Myxedema coma characteristics include a background of long-standing hypothyroidism with extreme hypothermia (temperatures 24 to 32), areflexia, seizures, CO2 retention, and respiratory depression caused by decreased cerebral blood flow. Severe hypothermia may be missed unless special low reading thermometers are used. Rapid diagnosis (based on clinical judgement, history, and physical examination) is imperative because early death is likely.

Treatment of myxedema coma.

It is treated with large doses of T4 (250-500 mkg I/v bolus 3 – 4 times a day) or T3 if available (40 – 100 mkg I/v bolus 3 times a day), because TBG must be saturated before any free hormone is available for response. The maintenance dose for T4 is 50 mkg/day I/v and for T3 10 20 mkg/day I/v until the hormone can be given orally.

The patient should not be rewarmed rapidly because of the threat of cardiac arrhythmia.
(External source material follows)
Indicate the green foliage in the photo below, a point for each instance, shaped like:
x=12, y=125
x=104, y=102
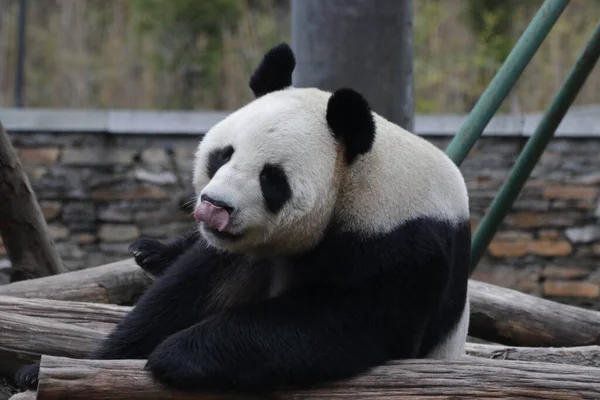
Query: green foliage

Hypoxemia is common, so PaO2 should be measured at the outset of treatment. If alveolar ventilation is compromised, immediate mechanical ventilatory assistance is required.

Thyroiditis

The various types of thyroiditis encompass a heterogeneous group of inflammatory disorders of diverse etiologies and clinical features. With all forms of thyroiditis, destruction of the normal architecture of the thyroid

follicular occurs, yet each disorder has distinctive histologic characteristics. For the purposes of understanding the clinical manifestations, thyroiditis is classified according to either the severity or duration of illness using the following scheme:

1.Acute thyroiditis.

2.Subacute thyroiditis:

-subacute granulamatous thyroiditis;

-subacute lymphocytous thyroiditis.

3.Chronic thyroiditis:

-Hashimoto thyroiditis;

-Ridel struma.

4.Specific thyroiditis.

5.Thyroiditis caused by mechanical or physical factors.

Acute thyroiditis

Etiology

Acute thyroiditis it is an acute bacterial inflammation due to a bacterial pathogen, most commonly staphylococcus aureus, streptococcus hemolytica,streptococcus pneumonie, of anaerobic streptococcal organisms. Infection due to other bacterial pathogens, such as salmonella and escherichia coli have been reported, as well as fungal infections such as coccidiodomycosis. Infection occurs either secondary to hematogenous or lymphatic spread, or as a result of direct introduction of an infective agent by trauma. Persistent thyroglossal duct abnormalities have also been associated with acute thyroiditis.

Clinical features

Fever, chills and other systemic signs or symptoms of abscess formation are present. Anterior neck pain and swelling are usual, with pain occasionally radiating to the ear or mandible.

The physical examination suggests the presence of an abscess, with erythema of the skin, marked tenderness to palpation, and at times fluctuance.